The Strategic Mechanism
Encroachment operates on three escalating levels:
Level 1 — Resource Extraction:
- Illegal, unreported, and unregulated (IUU) fishing by state-backed fleets within another state’s EEZ
- Unilateral hydrocarbon exploration and drilling in disputed overlapping EEZ claims
Level 2 — Presence Assertion:
- Coast guard and maritime militia vessels conducting “law enforcement” patrols within another state’s EEZ
- Construction of artificial islands or structures within contested EEZ areas (China’s island-building in the Spratlys)
Level 3 — Access Denial:
- Physically blocking foreign vessels from reaching their own EEZ resources (water cannons, ramming, laser dazzling)
- Military exercises within another state’s EEZ intended to signal capability to permanently deny access
Market & Policy Impact
- Energy investment freeze: Oil majors including Shell and TotalEnergies have deferred South China Sea exploration blocks due to encroachment risk and unresolvable title uncertainty
- Fisheries collapse risk: IUU fishing in encroached EEZs is depleting fish stocks on which developing nations’ food security and export revenues depend
- Insurance market: Political violence and expropriation insurance premiums for offshore energy assets in disputed EEZ areas have surged 30–50% since 2022
- Alliance credibility: Every U.S. statement on EEZ defense obligations is parsed by Beijing, Manila, Hanoi, and Tokyo as a test of deterrence
- Arbitration irrelevance: China’s rejection of the 2016 Permanent Court of Arbitration ruling — which found its South China Sea claims unlawful — has set a precedent for ignoring adverse UNCLOS rulings
Modern Case Study: Philippines vs.
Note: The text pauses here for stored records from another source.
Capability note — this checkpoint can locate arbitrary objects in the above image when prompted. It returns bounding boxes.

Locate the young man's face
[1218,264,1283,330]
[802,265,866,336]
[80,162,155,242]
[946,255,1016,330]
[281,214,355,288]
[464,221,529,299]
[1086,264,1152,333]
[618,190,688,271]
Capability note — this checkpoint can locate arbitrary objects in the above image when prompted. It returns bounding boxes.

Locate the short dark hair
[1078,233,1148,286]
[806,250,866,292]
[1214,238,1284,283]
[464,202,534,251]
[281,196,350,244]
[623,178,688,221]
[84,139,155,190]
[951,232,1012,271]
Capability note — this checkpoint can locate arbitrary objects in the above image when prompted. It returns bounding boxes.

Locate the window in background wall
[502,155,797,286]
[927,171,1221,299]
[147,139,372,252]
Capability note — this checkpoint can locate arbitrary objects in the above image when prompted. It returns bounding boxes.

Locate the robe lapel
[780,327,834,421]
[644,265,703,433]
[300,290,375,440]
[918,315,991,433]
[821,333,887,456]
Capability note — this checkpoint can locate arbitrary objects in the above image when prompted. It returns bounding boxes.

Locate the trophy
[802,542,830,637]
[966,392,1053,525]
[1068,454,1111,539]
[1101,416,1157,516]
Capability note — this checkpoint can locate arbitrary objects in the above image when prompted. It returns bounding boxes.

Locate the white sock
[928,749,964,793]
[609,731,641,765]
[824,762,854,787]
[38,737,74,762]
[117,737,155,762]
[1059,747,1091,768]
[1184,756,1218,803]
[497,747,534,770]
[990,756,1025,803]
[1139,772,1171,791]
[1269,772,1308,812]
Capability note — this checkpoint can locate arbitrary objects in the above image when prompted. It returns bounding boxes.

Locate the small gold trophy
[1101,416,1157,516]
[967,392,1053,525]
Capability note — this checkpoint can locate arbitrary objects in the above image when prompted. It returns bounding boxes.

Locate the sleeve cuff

China at Reed Bank, 2024
Reed Bank (Recto Bank), located squarely within the Philippines’ UNCLOS-defined EEZ, holds an estimated 5.4 trillion cubic feet of natural gas. In 2024, a Philippine company’s planned drilling program at the site was systematically obstructed by Chinese coast guard vessels and maritime militia. Filipino Defense Secretary Teodoro stated publicly: “We are not intruding into another country’s EEZ — the encroacher occupies a vast expanse of sea.” Washington affirmed that the Mutual Defense Treaty covered Philippine vessels and aircraft in the area. Beijing continued to classify its actions as domestic law enforcement within what it calls Chinese territorial waters — a claim with no standing under international law but with significant practical effect. The energy trapped under Reed Bank remained inaccessible, illustrating how EEZ encroachment can function as an effective resource-denial strategy regardless of legal merits.